A 0.110 kg baseball, traveling 32.0 m/s, strikes the catcher's mitt, which recoils 14.0 cm in bringing the ball to rest. What was the average force (in newtons) applied by the ball to the mitt?
To find the average force applied by the ball to the mitt, we can use Newton's second law of motion which states that force is equal to the rate of change of momentum.
The momentum of an object is given by the product of its mass and velocity. In this case, the mass of the baseball is 0.110 kg and its initial velocity is 32.0 m/s. So the initial momentum of the baseball is:
Initial momentum = mass x velocity
= 0.110 kg x 32.0 m/s
= 3.52 kg·m/s
When the baseball comes to rest, its final velocity is 0 m/s. Therefore, the change in momentum is:
Change in momentum = Final momentum - Initial momentum
= 0 - 3.52 kg·m/s
= -3.52 kg·m/s
Since the catcher's mitt recoils in bringing the ball to rest, the momentum change is negative.
From the given information, we know that the recoil distance of the mitt is 14.0 cm.

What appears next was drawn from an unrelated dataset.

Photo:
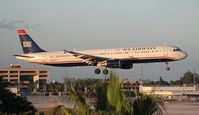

To find the force applied by the ball, we need to convert this distance into meters.
Recoil distance in meters = 14.0 cm / 100
= 0.14 m
Now, we can calculate the average force using the following formula:
Average force = Change in momentum / Recoil distance
Average force = (-3.52 kg·m/s) / (0.14 m)
= -25.14 N
The negative sign indicates that the force is in the opposite direction of the initial velocity of the baseball. Therefore, the average force applied by the ball to the mitt is 25.14 Newtons, in the opposite direction to the ball's initial motion.